Ketamine infusion is a safe, out-patient therapy that is used to manage pain symptoms, particularly of refractory complex regional pain syndrome (CRPS). Patients who suffer from neuropathic pain may not benefit from long-term use of opioids; in fact, prolonged use of opioids may lead to physical dependency.
CRPS is characterized as intense, burning pain at the point of injury that progressively worsens over time. It is a chronic nerve disorder that is caused by nerve damage and could lead to problems throughout the body. Ketamine infusion therapy inhibits the transmission and perception of pain from damaged nerve or nerves.
The exact cause of chronic pain conditions is unknown, but one theory pinpoints central sensitization, in which neurons of the spinal cord become sensitized by tissue damage or inflammation.
Ketamine is a NMDA receptor antagonist, which means it interferes with NMDA receptors that are responsible for central sensitization and pain transmission. Ketamine has analgesic properties that also inhibit the production of nitric oxide, a neurotransmitter involved in pain perception.
How is Ketamine Infusion Performed?
The patient is put under deep conscious sedation and a ketamine drip is administered at an escalating dose; simultaneously, the patient’s vital signs and level of consciousness are monitored.
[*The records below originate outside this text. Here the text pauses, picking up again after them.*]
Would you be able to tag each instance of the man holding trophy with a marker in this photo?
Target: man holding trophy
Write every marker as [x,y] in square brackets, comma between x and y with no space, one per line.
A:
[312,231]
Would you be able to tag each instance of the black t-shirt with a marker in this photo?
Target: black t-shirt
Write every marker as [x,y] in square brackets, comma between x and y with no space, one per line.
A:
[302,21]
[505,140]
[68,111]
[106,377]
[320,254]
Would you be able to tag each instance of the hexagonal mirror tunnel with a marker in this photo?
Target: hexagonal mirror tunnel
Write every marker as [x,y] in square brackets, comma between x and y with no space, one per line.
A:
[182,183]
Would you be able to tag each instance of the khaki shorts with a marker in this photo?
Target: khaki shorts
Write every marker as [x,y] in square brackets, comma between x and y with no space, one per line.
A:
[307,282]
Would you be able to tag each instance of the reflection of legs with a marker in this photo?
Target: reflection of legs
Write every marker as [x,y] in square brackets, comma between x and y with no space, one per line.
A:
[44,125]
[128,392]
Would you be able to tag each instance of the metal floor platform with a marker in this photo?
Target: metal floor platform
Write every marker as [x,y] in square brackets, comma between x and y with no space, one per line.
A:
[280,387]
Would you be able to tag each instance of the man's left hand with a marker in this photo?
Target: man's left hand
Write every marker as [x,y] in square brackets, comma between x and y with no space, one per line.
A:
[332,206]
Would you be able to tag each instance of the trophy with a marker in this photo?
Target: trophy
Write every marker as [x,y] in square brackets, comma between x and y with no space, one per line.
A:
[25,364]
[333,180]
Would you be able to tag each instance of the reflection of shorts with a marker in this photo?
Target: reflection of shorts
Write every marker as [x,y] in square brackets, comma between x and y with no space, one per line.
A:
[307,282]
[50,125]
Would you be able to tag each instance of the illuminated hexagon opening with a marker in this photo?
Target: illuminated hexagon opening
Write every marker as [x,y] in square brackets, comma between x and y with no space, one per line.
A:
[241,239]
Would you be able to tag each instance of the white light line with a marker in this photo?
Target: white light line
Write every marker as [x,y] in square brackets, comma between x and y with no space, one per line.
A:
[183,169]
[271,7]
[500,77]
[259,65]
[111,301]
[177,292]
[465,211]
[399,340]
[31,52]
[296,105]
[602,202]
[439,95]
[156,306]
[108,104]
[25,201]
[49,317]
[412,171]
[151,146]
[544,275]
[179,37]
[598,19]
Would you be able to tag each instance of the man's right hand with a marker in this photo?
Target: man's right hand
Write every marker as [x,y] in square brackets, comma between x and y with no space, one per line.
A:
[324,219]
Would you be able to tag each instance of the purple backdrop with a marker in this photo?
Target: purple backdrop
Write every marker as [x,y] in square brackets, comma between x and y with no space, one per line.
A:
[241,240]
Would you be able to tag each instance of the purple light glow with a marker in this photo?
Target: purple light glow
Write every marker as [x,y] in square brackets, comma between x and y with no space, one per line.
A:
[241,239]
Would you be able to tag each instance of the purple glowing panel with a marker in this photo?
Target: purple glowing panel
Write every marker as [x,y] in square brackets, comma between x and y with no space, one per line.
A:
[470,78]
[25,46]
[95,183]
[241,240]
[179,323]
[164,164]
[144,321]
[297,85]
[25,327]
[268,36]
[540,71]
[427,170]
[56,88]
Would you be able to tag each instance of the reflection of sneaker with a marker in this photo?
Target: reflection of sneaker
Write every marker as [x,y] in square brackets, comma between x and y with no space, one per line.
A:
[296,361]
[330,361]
Can I eat or drink anything pre-procedure?
Patients must not drink or eat anything at least 6 hours prior to procedure.
What can I expect post-procedure?
In the first hours after the infusion, patients may experience drowsiness and may be unsteady on their feet. Transportation should be arranged ahead of time, since the patient will be unable to drive. Patients could experience long-term pain relief that may last for weeks or months.